Virtualizing Memory

#computerscience #firstyearincode #systems #linux

In the last article, we asked ourselves how the operating system gives each process the illusion that it has its own address space despite only having one hardware RAM. This is one of the most important and most complicated virtualization techniques that the operating system performs. Because of that we will discuss memory virtualization in three separate articles. The goals of the operating system with respect to memory are as follows:

Give processes a contiguous address space
Give processes memory isolation from each other
Do both of the above efficiently with respect to memory usage and processing speed

Let’s first talk about what memory is. Memory can be thought of as a series of slots. 32-bit memory has 32-bit slots and 64-bit memory has 64-bit slots. The size of a computer’s memory can be quite large. For example, on my Mac, the size of the memory is 8 gigabytes. Each memory slot (more commonly referred to as address), is numbered. Memory 8 gigabytes large with 64-bit slots is numbered 0 to 8,000,000,000 each at intervals of 8 bytes (64-bits).

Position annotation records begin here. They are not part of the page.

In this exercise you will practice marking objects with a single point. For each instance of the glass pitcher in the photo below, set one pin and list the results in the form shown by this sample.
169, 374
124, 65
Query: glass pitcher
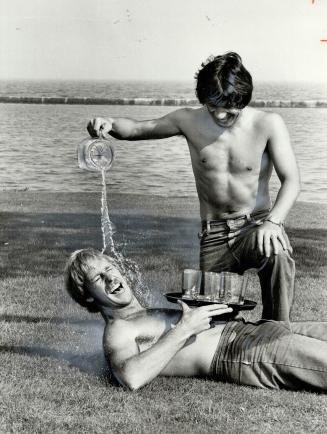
95, 154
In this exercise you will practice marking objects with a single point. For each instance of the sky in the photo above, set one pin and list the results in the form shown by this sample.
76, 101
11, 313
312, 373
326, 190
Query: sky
161, 40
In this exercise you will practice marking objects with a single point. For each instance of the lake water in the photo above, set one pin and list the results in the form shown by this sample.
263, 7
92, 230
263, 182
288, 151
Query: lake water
38, 142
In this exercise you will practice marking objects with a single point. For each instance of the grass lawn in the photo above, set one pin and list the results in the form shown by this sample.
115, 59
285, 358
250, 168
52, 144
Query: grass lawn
53, 376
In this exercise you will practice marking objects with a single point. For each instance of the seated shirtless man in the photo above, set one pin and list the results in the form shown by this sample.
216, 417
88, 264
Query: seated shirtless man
141, 344
233, 150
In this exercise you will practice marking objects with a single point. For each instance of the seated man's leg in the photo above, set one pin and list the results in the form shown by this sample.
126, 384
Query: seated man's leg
276, 275
312, 329
268, 354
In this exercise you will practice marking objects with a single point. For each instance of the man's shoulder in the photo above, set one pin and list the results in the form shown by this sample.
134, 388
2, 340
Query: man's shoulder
187, 113
264, 119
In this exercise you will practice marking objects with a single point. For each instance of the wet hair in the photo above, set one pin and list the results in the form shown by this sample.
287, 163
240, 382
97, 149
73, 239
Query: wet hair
223, 81
75, 276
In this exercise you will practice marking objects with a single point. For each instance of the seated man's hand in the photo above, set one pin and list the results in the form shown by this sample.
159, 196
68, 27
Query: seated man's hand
99, 127
196, 320
270, 239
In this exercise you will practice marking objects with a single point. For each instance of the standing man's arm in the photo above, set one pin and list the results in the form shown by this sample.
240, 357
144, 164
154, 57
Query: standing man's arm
130, 129
283, 158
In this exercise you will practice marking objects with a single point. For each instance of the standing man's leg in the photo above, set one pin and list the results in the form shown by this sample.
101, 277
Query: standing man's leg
276, 274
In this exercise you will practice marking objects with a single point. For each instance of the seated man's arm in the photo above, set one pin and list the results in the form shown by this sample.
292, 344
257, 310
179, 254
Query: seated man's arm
130, 129
134, 369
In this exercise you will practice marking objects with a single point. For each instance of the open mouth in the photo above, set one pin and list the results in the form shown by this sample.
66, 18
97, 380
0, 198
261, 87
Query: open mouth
114, 288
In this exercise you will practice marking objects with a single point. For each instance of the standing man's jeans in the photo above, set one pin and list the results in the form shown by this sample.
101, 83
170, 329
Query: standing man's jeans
231, 245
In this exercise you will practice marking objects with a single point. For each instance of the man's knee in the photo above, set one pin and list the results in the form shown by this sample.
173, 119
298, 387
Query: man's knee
283, 257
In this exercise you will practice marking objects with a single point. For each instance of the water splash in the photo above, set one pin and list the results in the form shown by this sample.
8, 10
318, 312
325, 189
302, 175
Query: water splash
129, 268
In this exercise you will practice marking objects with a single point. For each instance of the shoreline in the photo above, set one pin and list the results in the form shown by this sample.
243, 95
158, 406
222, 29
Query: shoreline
303, 214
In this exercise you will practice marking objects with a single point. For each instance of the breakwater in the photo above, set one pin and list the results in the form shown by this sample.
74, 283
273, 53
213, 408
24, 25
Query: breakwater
153, 101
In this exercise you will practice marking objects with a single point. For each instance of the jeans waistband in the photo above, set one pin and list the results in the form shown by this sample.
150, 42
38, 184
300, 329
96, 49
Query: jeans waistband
250, 217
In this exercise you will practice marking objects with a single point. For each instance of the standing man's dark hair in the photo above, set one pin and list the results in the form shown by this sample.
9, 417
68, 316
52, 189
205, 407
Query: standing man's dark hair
223, 81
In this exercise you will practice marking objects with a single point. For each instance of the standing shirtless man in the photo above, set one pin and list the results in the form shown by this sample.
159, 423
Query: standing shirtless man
233, 150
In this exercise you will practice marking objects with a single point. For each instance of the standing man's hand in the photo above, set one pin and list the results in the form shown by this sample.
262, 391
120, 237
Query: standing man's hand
99, 127
270, 239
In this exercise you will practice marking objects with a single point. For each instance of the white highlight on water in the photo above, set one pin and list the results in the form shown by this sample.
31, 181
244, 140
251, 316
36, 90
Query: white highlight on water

Diving a bit deeper, what does a specific process’s memory address space look like? There are a couple important sections in a program’s memory and they are: the stack, the heap, the code, and the data. At the bottom is the text segment, this is where the code lives. Above that is the data segment; variables that are global or static live here. Above that is the heap segment. This is where data allocated at runtime using the malloc call in C, for example, is located. The heap grows upwards, memory is allocated at the bottom first and grows to the top. Conversely, the stack is above the heap and grows downward. The stack area is used for local variables that exist only during the duration of its scope and are automatically free’d when the scope is exited.

Contiguous Address Space

It’s important for a process to have the illusion that it has a contiguous address space. If it doesn’t, then pointer arithmetic can not happen and we wouldn’t be able to allocate memory larger than a word at a time. A programmer needs a consistent view of memory to them to be able to write code that performs deterministically. For example, the program needs to know that the calling function’s stack is above the callee function’s stack. Otherwise, when exiting the scope of a function, the programming language wouldn’t know where to go to find the next instruction.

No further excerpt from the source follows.